Do Bush, Cheney, and Co. want to continue the war to expand their geopolitical interests, or do they want to end the war to preserve status quo advantages rather than risk unleashing a growing opposition that threatens those too. Until it raises that specter, while it may be annoying an antiwar movement is for elites just a temporary by-product of their preferred policies. They can anticipate such a movement disappearing when they win their war. They do not have to give up their war to get rid of the movement.

Of course, while it is necessary it is not enough that an antiwar movement graduates broad and systemic opposition. To be successful, an antiwar movement must also be very large, and must threaten to grow much larger still. It must be perceived by elites as ripping up the fabric of society, robbing the system of the next generation, and creating an abiding hostility to wealth and power. And it must do all this far and wide in society, not just among a few dissidents.

What kind of movement can reach so wide and so deep? Not a movement that presumes most people can’t be communicated with. Not a movement that alienates most people by conveying to them that they are considered not worth reaching out to and listening to. Not a movement whose internal operations are uncongenial to massive constituencies – whether women, minority groups, or working people.

Instead, what is needed is a movement that tries to meet its members’ needs and empower its members, welcoming precisely those constituencies with most reason to dissent. But this is not what liberals build. Even without a strong radical left, liberals may create enough opposition to win the White House – but only to persevere in war. To win the White House and also end the war and significantly improve life, we need more than liberalism.

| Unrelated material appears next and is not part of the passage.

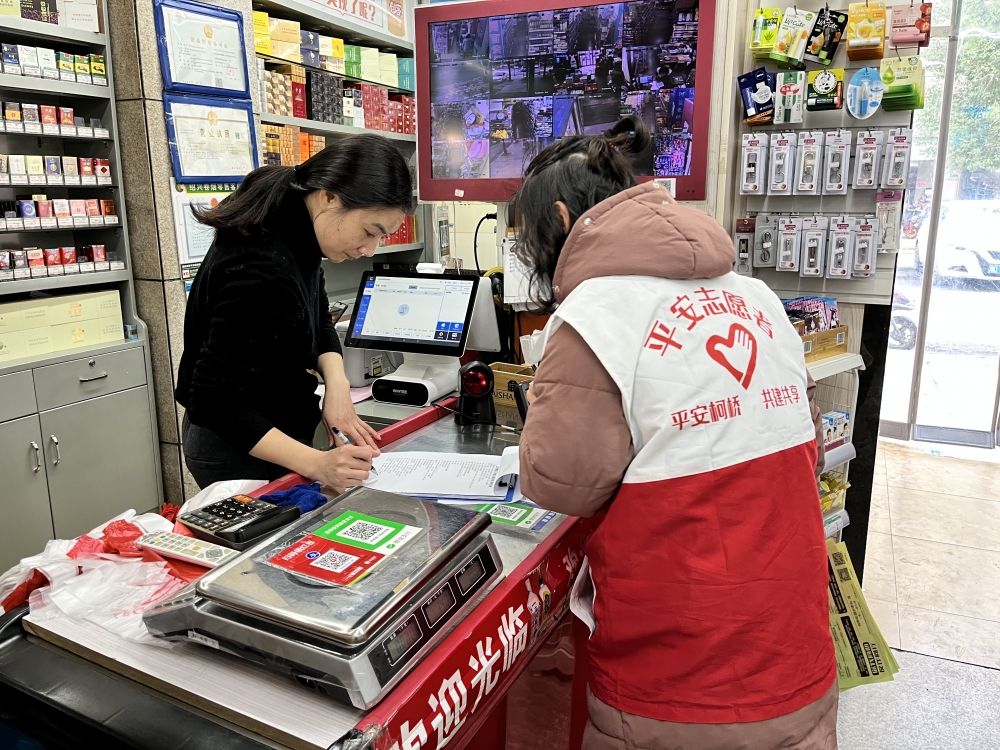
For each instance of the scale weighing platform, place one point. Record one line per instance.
(348, 598)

A movement that thinks that the population has no moral fiber and motivation, much less a movement that is afraid of the population becoming aroused and committed, is doomed. A movement that thinks the population will oppose a war that costs too much without having decided that it is immoral – or that thinks the population will support a war that doesn’t cost much regardless of its morality – has such a jaundiced view of the people it ostensibly wants to organize that those people will not be interested in it. This is a Machiavellian movement, however leftist, not an honest and morally sound movement.

This war is wrong for radical reasons. It is imperial and vile in its effects on Iraqis and world relations regardless of costs at home. Precisely that message is critical to building a movement that is deep and broad.

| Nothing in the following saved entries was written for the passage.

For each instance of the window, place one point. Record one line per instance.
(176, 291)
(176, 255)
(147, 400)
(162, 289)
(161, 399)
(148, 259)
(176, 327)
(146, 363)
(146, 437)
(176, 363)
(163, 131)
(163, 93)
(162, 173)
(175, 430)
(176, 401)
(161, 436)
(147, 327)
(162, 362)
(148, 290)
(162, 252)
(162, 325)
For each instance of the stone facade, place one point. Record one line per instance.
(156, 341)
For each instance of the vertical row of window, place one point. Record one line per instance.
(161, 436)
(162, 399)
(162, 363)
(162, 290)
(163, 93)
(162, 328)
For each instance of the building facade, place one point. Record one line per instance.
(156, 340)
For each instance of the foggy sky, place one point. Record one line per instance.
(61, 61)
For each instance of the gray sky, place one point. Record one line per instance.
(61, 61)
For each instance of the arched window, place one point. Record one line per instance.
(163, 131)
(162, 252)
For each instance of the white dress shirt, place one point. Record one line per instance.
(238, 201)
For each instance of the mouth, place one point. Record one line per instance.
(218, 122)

GIs desert when they think what they are doing is wrong, not because they think paying for their own safety in battle is too expensive. And the same goes for desertion from support for war at home. Radicals must bring morality and systemic understanding to the oppositional mix.

Where the movement should relate to issues other than the well being of people we are bombing and occupying is largely inside its own structures and inside the U.S. The reason an antiwar movement’s attitudes about class, race, and gender matter to its war and peace agenda is because they matter to whether people in diverse constituencies want to be part of that movement or are repulsed by it. An antiwar movement needs to empower people from all kinds of backgrounds and to be congenial to their aspirations.

The upshot is simple but somehow always seems to have to wage an uphill battle to register in practice. Movements can’t spend their time worrying about losing some highly educated supporters due to having too wide an approach. Instead, they need to realize the opposite need. A wider sensitivity is precisely what is needed to attract the largest base of support.

And a movement can’t think that its constituency is a greedy lot, unable to show solidarity with people beyond U.S. borders. It can’t think its constituency is unable to distinguish right and wrong and to oppose the latter on moral grounds. These calumnies against our fellow citizens are not only wrong, they remove the most compelling reasons for anti war opposition and they so degrade others and ourselves that we loose humanity and effectiveness.